Luxenberg argues that troop pay has become “sacrosanct” in the national dialogue, and crucial defense programs are facing deeper cuts because of that.
“National security shouldn’t be sacrificed on the altar of military pay,” he writes.
The statement comes with caveats: before wholescale cuts, Luxenberg says pay should be aligned across the branches and the rules changed to eliminate disparity such as the following: “airmen who serve aboard Navy ships earn ‘hardship pay’ while the sailors aboard those same ships don’t.”
In another example, Luxenberg challenges the need of TAD troops in Bahrain to receive a $142 per diem on top of normal pay and benefits.
If base pay needs to get cut too, he says, childless officers–those with fewer financial demands and a bigger paycheck–should be first in line to take the heat.
“The cuts should be done the American way,” Luxenberg writes, in the most controversial sentence in the piece. “Those who most need the money should be affected the least.”
The op-ed is a different spin on a widely reviled story by Pulitzer-winning Huffington Post military reporter David Wood, published at the end of January.
The piece argued that troop pay and benefits across the board were due for a reckoning after a decade of growth in federal spending on those items. “Salaries and benefits soared far above civilian compensation, military bases and housing were refurbished, support services like day care, family counseling and on-base college courses were expanded,” he wrote.
To date, the story has 72 pages–and counting–of outraged comments, many of which concentrate on the phrase “lavish benefits” in the headline, which has since been recast and the words deleted.

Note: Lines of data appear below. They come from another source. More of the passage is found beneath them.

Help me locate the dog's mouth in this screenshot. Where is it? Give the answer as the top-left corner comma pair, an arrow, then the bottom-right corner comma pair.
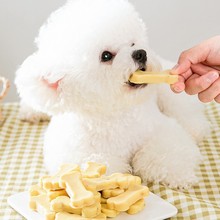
126,67 -> 148,89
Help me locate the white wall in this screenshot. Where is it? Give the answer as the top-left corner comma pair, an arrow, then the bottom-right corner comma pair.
1,0 -> 219,102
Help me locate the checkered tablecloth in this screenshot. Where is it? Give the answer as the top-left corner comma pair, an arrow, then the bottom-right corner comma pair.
0,102 -> 220,219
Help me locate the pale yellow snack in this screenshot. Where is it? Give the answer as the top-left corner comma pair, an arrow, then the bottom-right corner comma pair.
102,188 -> 124,199
48,189 -> 68,201
126,198 -> 145,215
100,197 -> 107,204
29,194 -> 55,220
50,196 -> 82,214
42,164 -> 80,190
29,184 -> 46,197
107,185 -> 149,212
55,212 -> 106,220
60,171 -> 95,208
81,202 -> 101,218
82,162 -> 107,178
129,69 -> 178,84
83,173 -> 141,191
101,204 -> 120,218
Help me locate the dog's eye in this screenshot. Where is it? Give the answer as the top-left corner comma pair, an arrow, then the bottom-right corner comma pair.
101,51 -> 114,62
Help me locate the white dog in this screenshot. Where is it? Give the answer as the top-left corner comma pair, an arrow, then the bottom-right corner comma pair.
15,0 -> 210,188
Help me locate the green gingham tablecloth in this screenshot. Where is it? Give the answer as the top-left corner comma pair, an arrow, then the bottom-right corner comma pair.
0,102 -> 220,220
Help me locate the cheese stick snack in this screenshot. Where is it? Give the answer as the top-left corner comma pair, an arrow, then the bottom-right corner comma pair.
129,69 -> 178,84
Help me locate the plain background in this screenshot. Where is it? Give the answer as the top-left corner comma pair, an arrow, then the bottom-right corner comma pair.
0,0 -> 219,102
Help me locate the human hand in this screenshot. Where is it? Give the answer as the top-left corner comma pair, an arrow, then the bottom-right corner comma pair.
171,36 -> 220,103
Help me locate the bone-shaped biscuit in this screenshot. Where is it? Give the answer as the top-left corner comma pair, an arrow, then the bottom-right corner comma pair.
42,164 -> 80,190
60,171 -> 95,208
129,70 -> 178,84
50,196 -> 82,214
81,201 -> 101,218
107,185 -> 149,211
102,188 -> 124,199
126,198 -> 145,215
83,173 -> 141,191
101,204 -> 120,218
48,189 -> 68,201
29,184 -> 46,197
29,194 -> 55,220
55,212 -> 106,220
82,162 -> 107,178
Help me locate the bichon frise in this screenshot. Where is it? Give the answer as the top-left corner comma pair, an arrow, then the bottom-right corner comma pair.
15,0 -> 210,188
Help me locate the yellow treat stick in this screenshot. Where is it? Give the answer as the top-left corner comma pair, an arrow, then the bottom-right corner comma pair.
129,69 -> 178,84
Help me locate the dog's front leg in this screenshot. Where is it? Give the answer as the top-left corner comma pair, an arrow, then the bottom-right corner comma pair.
132,114 -> 201,189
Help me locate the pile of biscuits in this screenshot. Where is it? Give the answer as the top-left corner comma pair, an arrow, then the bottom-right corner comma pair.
29,162 -> 149,219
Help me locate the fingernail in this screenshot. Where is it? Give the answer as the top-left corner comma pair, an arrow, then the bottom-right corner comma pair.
173,85 -> 183,93
207,72 -> 219,82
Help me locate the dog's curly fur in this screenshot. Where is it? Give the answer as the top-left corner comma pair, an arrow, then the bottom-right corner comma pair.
15,0 -> 210,188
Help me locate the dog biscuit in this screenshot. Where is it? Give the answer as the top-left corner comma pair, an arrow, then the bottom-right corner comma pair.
50,196 -> 82,214
126,198 -> 145,215
42,164 -> 80,190
101,204 -> 120,218
29,194 -> 55,220
102,188 -> 124,199
129,70 -> 178,84
29,184 -> 46,197
107,184 -> 149,211
82,162 -> 107,178
83,173 -> 141,191
100,197 -> 107,204
81,201 -> 101,218
55,212 -> 106,220
48,189 -> 68,201
60,171 -> 95,208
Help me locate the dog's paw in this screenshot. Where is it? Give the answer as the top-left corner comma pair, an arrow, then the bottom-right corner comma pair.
19,105 -> 50,123
134,164 -> 198,189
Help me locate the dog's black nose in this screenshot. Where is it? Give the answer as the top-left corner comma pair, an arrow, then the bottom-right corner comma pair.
132,49 -> 147,64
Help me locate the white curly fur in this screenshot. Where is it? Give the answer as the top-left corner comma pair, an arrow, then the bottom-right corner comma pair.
15,0 -> 210,188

A number of comments include stories from service members and their families about struggling to make ends meet amidst the hardship of military life. But there were officers and family members of officers who weighed in too to say, “yes, we live comfortably–but we earn every penny.”
Most remarkable about Luxenberg’s piece so far is how ready a number of commenters are to go along with it. A number thank him for his service and say there should be more Marines like him.
Of course, it’s always easier to talk about cutting someone else’s pay than it is to talk about seeing your own cut.
But what do you think? Is Lt. Luxenberg on to something?